Diğer taraftan içli bir sızı sahipleri var. Çağın müzmin hastalıklarına duçar olmuş, ilaç kervanının yorgun yol gözleyenleri. Hayat çarşısının alışverişinde parasını nefsine kaptıran pişman müşterileri. Medyanın hipnoz ettiği, koltukların körelttiği, ekranı gökyüzüne tercih eden kullanıcı şikâyetleri. Kestiği kumaş defolu, kullandığı alet arızalı çıkan çaresiz yüz binlerin arayışı. Şimdi dar, darda, darlık etrafına güvenlik şeridi çekilemez bir büyüklüktedir...
...
Sevgili günlük, bugün Hicrî 1444 Ramazan 1
Hüzün oruç bozmaz dediler, empati de öyleymiş. İçimde yığın yığın üzüntü, hınca hınç ağrı, dinmeyen bir sancı. Kendi ağrılarıma ayrı ümmetin yaralarına ayrı ağlamak istiyorum. Hatta kâinatta var olan her zerre için ayrı ayrı...
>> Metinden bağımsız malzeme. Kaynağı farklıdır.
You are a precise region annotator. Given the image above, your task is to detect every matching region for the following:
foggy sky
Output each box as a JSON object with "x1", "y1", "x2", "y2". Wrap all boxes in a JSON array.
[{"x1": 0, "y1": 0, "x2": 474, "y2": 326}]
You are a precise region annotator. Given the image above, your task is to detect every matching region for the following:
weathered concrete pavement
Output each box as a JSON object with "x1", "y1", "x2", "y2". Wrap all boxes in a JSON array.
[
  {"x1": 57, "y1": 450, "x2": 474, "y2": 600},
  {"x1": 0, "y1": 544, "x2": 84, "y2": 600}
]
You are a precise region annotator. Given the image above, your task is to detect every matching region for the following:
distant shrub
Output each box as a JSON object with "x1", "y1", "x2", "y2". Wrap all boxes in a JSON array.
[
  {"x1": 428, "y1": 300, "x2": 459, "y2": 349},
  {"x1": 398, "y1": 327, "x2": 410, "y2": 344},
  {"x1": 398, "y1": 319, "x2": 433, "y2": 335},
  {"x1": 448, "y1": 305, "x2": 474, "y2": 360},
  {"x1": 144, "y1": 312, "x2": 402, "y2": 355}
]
Mevlânâ İdris’in yakarışlarıyla imdat diliyorum;
Burası dünya ve biz artık çok sıkıldık.
Oyun bitti, zifiri karanlıkta belalar uçuşuyor.
Alıp başımızı sana gelmek istiyoruz
Sana gelmek
Sana gelmek, orada kalmak istiyoruz
Bu olanlar!
Çok şey şüphesiz
Ama vaktimiz kalırsa oturup düşüneceğiz
Geldik işte bunlar ellerimiz
Açılmış bak, bilirsin ne diye
Ki bilirsin, biz bu ellerle neler işledik
Açtık işte bunlar ellerimiz
Burası dünya
Şu biziz
Bunlar da ellerimiz
Öyle açık, öyle acemi, öyle boş
Öyle mahcup, öyle dalgın, öyle boş
Çok yürüdük yollar kayboldu yol bulduk sana geldik
Ne getirdin deme bize senden başka neyimiz varsa o bizim yokumuzdur
Geldik işte bunlar ellerimiz
Bunlar da ellerimizin büyük boşluğu
...
Bir yara bandı mevsimi daha geldi, bir avantajlı paket daha. Maliyeti düşük, ödeme bedeli hesabınıza geri yatırılan bir ay. Tek dileği fısıltısını duymamız. Şifa, bereket ve afiyet tırları ile yola çıktığı bu yolda gelirken bizi, onu bekler görmek istiyor. Geldiği ilk andan itibaren dalga dalga şifa dağıtıyor, huzur devriyesi yapıyor. Gittikçe tuhaflaşıp değişen insanlığa Kur’an izlencesini hediye ediyor. Ki onunla yolumuz aydınlansın, sorunlarımız giderilsin ümitlerimiz yeniden yeşersin.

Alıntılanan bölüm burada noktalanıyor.